Automatic analysis of cryo-electron tomography

This seminar will take place on Wednesday 24th April at 11:30am. All colleagues from Rutherford Appleton Laboratory are very welcome to attend.




Seminar Abstract: The cell is the basic structural and functional unit of all living organisms. Understanding how cells function is fundamental to life science. Macromolecules are nano-machines inside cells that govern the cellular processes. To fully understand such processes, it is necessary to know the native structures and spatial organizations of macromolecules inside single cells, and their interactions with other subcellular components. Such information has been extremely difficult to obtain due to a lack of suitable data acquisition techniques. 

The recent revolution of Cryo-electron tomography (cryo-ET) 3D imaging technology has made collecting such information possible. Cryo-ET captures a 3D image of a single cell's subcellular structures at sub-molecular resolution and in a near-native state. It provides unprecedented opportunities for systematically studying the native spatial organization of subcellular structures, especially macromolecules. However, cryo-ET has a high degree of structural complexity and imaging limits, such as high structural diversity and crowding, low signal-to-noise ratio, and missing values. These have made the automated systematic analysis of such images extremely difficult. 

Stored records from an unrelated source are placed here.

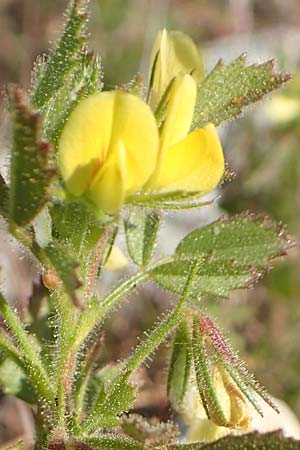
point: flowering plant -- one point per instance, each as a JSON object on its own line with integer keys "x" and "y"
{"x": 83, "y": 160}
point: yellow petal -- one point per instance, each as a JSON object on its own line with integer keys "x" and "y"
{"x": 91, "y": 134}
{"x": 107, "y": 191}
{"x": 194, "y": 164}
{"x": 179, "y": 112}
{"x": 177, "y": 55}
{"x": 85, "y": 141}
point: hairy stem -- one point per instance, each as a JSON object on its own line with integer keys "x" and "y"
{"x": 155, "y": 338}
{"x": 34, "y": 367}
{"x": 95, "y": 310}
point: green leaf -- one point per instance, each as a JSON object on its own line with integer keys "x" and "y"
{"x": 180, "y": 365}
{"x": 252, "y": 441}
{"x": 228, "y": 89}
{"x": 232, "y": 254}
{"x": 76, "y": 225}
{"x": 4, "y": 192}
{"x": 107, "y": 441}
{"x": 245, "y": 239}
{"x": 65, "y": 266}
{"x": 18, "y": 446}
{"x": 205, "y": 384}
{"x": 31, "y": 170}
{"x": 63, "y": 56}
{"x": 117, "y": 399}
{"x": 14, "y": 382}
{"x": 149, "y": 431}
{"x": 212, "y": 278}
{"x": 141, "y": 230}
{"x": 84, "y": 80}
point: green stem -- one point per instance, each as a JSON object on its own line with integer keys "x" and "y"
{"x": 35, "y": 369}
{"x": 66, "y": 359}
{"x": 10, "y": 351}
{"x": 155, "y": 338}
{"x": 95, "y": 310}
{"x": 111, "y": 441}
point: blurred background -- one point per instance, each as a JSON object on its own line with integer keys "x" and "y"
{"x": 262, "y": 148}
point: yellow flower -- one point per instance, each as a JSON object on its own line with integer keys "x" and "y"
{"x": 111, "y": 146}
{"x": 108, "y": 148}
{"x": 186, "y": 161}
{"x": 235, "y": 415}
{"x": 174, "y": 54}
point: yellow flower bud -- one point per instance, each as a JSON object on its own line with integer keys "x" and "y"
{"x": 116, "y": 260}
{"x": 173, "y": 54}
{"x": 111, "y": 146}
{"x": 234, "y": 406}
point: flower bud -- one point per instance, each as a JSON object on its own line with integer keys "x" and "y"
{"x": 173, "y": 54}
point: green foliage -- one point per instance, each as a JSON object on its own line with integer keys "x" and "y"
{"x": 4, "y": 192}
{"x": 29, "y": 358}
{"x": 77, "y": 225}
{"x": 245, "y": 239}
{"x": 18, "y": 446}
{"x": 31, "y": 169}
{"x": 14, "y": 382}
{"x": 83, "y": 80}
{"x": 212, "y": 279}
{"x": 79, "y": 398}
{"x": 252, "y": 441}
{"x": 150, "y": 432}
{"x": 114, "y": 400}
{"x": 65, "y": 266}
{"x": 228, "y": 89}
{"x": 180, "y": 365}
{"x": 141, "y": 229}
{"x": 231, "y": 252}
{"x": 63, "y": 57}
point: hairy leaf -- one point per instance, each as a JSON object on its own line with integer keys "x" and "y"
{"x": 65, "y": 266}
{"x": 83, "y": 80}
{"x": 252, "y": 441}
{"x": 228, "y": 89}
{"x": 141, "y": 229}
{"x": 14, "y": 382}
{"x": 212, "y": 278}
{"x": 244, "y": 239}
{"x": 180, "y": 365}
{"x": 76, "y": 225}
{"x": 63, "y": 56}
{"x": 117, "y": 398}
{"x": 31, "y": 170}
{"x": 4, "y": 193}
{"x": 108, "y": 441}
{"x": 149, "y": 430}
{"x": 18, "y": 446}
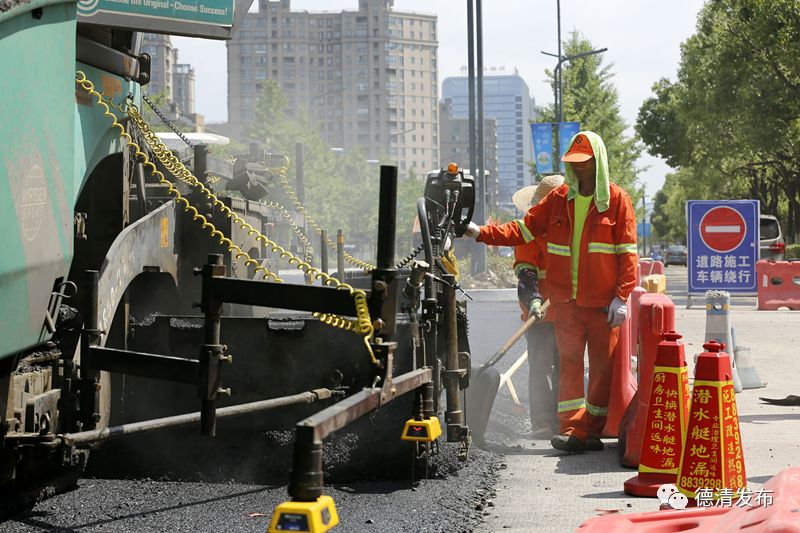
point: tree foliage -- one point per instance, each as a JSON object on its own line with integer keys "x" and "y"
{"x": 591, "y": 98}
{"x": 730, "y": 122}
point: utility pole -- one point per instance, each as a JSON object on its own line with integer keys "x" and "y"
{"x": 644, "y": 222}
{"x": 558, "y": 96}
{"x": 474, "y": 25}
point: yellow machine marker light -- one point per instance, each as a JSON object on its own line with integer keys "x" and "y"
{"x": 312, "y": 517}
{"x": 427, "y": 430}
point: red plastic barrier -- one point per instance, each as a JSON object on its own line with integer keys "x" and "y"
{"x": 650, "y": 267}
{"x": 778, "y": 284}
{"x": 783, "y": 490}
{"x": 623, "y": 383}
{"x": 656, "y": 317}
{"x": 633, "y": 309}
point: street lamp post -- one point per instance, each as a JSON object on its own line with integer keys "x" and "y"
{"x": 558, "y": 100}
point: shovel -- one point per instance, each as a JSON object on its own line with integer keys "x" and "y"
{"x": 486, "y": 382}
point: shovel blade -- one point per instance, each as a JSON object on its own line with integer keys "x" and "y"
{"x": 480, "y": 399}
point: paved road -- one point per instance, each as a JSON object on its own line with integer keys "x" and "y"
{"x": 544, "y": 490}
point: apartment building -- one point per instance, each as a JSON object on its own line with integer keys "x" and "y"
{"x": 363, "y": 78}
{"x": 454, "y": 147}
{"x": 506, "y": 99}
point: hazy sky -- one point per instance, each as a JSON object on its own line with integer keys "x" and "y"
{"x": 642, "y": 36}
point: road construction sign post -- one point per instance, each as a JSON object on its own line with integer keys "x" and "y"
{"x": 723, "y": 246}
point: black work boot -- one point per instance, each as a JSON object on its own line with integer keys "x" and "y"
{"x": 568, "y": 443}
{"x": 594, "y": 444}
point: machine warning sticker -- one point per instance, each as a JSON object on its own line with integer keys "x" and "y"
{"x": 164, "y": 232}
{"x": 218, "y": 12}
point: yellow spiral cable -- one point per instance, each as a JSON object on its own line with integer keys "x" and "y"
{"x": 308, "y": 251}
{"x": 280, "y": 173}
{"x": 88, "y": 86}
{"x": 363, "y": 323}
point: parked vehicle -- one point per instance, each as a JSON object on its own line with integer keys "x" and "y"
{"x": 676, "y": 255}
{"x": 656, "y": 253}
{"x": 771, "y": 245}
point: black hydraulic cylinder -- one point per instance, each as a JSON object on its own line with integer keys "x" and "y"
{"x": 323, "y": 251}
{"x": 383, "y": 299}
{"x": 211, "y": 353}
{"x": 201, "y": 163}
{"x": 306, "y": 481}
{"x": 340, "y": 255}
{"x": 387, "y": 216}
{"x": 89, "y": 397}
{"x": 454, "y": 415}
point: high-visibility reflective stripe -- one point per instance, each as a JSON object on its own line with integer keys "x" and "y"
{"x": 526, "y": 233}
{"x": 571, "y": 405}
{"x": 596, "y": 411}
{"x": 557, "y": 249}
{"x": 519, "y": 267}
{"x": 601, "y": 248}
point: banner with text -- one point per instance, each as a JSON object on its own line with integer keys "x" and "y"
{"x": 543, "y": 146}
{"x": 566, "y": 131}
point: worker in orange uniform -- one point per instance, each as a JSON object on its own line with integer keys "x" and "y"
{"x": 530, "y": 266}
{"x": 589, "y": 226}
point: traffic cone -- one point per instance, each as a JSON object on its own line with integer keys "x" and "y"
{"x": 656, "y": 316}
{"x": 667, "y": 416}
{"x": 712, "y": 457}
{"x": 718, "y": 327}
{"x": 623, "y": 384}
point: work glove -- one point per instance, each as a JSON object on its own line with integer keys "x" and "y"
{"x": 527, "y": 287}
{"x": 617, "y": 312}
{"x": 536, "y": 309}
{"x": 473, "y": 230}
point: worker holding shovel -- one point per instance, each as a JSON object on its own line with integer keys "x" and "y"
{"x": 530, "y": 266}
{"x": 589, "y": 226}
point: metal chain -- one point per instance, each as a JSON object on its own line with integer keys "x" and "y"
{"x": 167, "y": 121}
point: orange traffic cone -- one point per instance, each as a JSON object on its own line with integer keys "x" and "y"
{"x": 712, "y": 458}
{"x": 667, "y": 416}
{"x": 623, "y": 383}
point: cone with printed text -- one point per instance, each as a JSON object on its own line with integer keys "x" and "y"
{"x": 712, "y": 457}
{"x": 667, "y": 416}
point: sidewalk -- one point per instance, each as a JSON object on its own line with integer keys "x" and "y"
{"x": 544, "y": 490}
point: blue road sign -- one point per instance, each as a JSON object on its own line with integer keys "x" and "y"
{"x": 723, "y": 245}
{"x": 566, "y": 131}
{"x": 543, "y": 146}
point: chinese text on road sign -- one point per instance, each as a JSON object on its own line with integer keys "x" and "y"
{"x": 723, "y": 245}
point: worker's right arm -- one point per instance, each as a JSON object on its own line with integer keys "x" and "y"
{"x": 516, "y": 232}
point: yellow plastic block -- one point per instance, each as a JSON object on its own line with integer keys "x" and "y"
{"x": 310, "y": 517}
{"x": 427, "y": 430}
{"x": 655, "y": 283}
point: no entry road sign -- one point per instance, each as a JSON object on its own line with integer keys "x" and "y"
{"x": 722, "y": 229}
{"x": 723, "y": 245}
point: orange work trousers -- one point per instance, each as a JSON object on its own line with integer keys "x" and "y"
{"x": 575, "y": 328}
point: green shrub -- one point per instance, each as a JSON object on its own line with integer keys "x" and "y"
{"x": 792, "y": 251}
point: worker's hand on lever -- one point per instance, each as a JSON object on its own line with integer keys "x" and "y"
{"x": 473, "y": 230}
{"x": 536, "y": 309}
{"x": 617, "y": 312}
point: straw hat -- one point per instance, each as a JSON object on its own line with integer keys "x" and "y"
{"x": 531, "y": 195}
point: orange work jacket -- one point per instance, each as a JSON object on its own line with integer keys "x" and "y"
{"x": 607, "y": 266}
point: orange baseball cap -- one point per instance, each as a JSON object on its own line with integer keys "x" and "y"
{"x": 580, "y": 151}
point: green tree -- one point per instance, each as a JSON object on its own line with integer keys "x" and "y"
{"x": 732, "y": 118}
{"x": 591, "y": 98}
{"x": 341, "y": 189}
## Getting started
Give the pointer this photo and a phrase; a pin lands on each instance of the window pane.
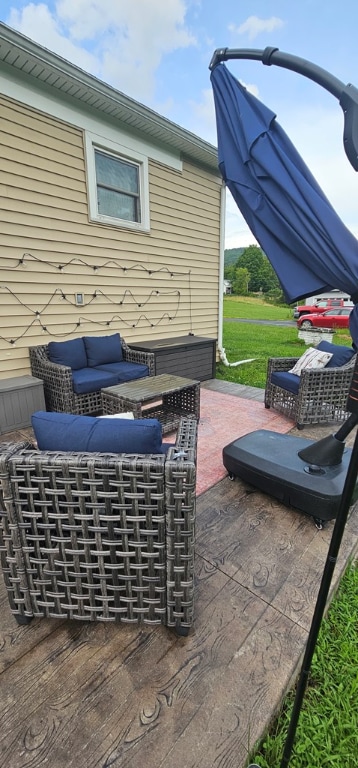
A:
(116, 173)
(117, 205)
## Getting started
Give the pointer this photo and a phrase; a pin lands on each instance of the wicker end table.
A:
(173, 397)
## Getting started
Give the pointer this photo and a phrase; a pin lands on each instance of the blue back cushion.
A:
(124, 371)
(103, 349)
(341, 355)
(66, 432)
(71, 353)
(91, 380)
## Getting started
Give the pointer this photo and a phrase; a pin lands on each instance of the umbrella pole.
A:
(336, 539)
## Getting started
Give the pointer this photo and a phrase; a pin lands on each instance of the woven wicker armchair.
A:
(322, 394)
(58, 386)
(100, 537)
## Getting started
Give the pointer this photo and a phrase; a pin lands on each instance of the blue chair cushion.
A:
(90, 380)
(103, 349)
(288, 381)
(341, 355)
(124, 371)
(71, 353)
(66, 432)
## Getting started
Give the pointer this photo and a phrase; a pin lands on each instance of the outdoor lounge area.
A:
(82, 694)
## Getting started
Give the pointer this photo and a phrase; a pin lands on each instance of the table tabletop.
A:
(150, 386)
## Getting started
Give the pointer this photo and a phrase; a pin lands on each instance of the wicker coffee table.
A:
(172, 396)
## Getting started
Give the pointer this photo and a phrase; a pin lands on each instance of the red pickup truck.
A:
(320, 306)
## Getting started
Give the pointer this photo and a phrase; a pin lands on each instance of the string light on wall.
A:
(127, 296)
(111, 262)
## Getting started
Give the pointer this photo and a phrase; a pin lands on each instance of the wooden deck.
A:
(99, 696)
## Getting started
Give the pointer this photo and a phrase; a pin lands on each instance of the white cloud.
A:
(121, 42)
(253, 26)
(203, 116)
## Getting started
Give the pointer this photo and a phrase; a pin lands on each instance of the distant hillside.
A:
(231, 255)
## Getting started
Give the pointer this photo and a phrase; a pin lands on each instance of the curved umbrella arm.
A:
(347, 95)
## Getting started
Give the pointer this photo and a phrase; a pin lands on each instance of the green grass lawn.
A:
(243, 341)
(327, 733)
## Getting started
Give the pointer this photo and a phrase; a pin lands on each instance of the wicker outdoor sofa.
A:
(321, 394)
(100, 537)
(58, 383)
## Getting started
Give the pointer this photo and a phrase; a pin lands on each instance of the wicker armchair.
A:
(100, 537)
(57, 379)
(322, 393)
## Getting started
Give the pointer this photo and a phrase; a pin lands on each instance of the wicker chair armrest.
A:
(138, 356)
(313, 378)
(40, 361)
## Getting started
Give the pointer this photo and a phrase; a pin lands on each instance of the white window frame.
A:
(93, 142)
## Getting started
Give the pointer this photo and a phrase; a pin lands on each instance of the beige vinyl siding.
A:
(142, 285)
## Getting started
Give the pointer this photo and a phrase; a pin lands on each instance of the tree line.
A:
(250, 271)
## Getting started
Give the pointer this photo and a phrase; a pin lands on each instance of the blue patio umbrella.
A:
(308, 245)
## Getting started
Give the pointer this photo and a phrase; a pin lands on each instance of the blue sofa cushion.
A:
(71, 353)
(90, 380)
(124, 371)
(340, 355)
(288, 381)
(103, 349)
(66, 432)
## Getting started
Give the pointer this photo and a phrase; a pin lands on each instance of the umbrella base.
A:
(271, 462)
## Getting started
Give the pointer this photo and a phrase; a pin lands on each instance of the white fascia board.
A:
(16, 89)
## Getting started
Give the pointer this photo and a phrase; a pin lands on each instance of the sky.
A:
(158, 52)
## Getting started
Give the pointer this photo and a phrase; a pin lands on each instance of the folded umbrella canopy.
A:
(308, 245)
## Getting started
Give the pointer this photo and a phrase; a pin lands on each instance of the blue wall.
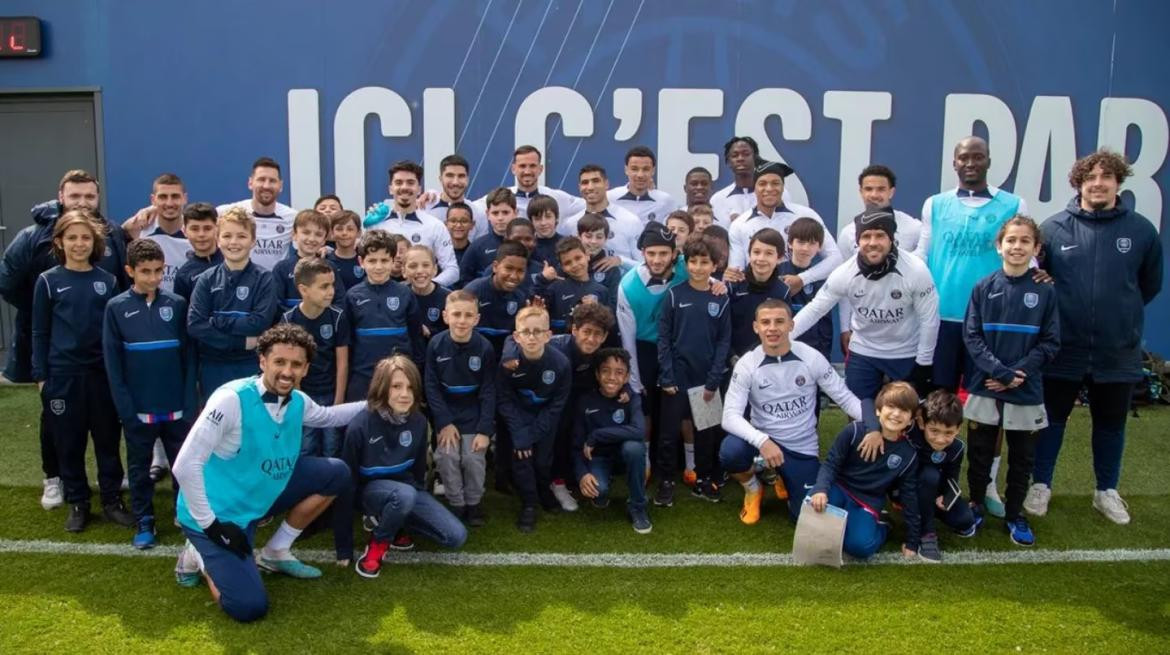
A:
(202, 88)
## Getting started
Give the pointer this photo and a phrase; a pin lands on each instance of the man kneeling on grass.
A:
(241, 462)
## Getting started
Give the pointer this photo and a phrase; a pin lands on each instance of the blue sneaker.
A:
(1020, 531)
(144, 537)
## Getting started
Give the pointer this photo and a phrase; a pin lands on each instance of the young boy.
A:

Since 2008, we have been developing image analysis methods to address this challenge. In particular, we focus on systematic recognition and recovery of the structures of large numbers (millions) of macromolecules captured by cryo-ET, without relying on external structural knowledge. To do so, we have developed different cryo-ET image registration, classification, segmentation restoration techniques. Our effort is a key step for systematic analysis of macromolecules' structures and spatial organizations inside single cells captured by cryo-ET.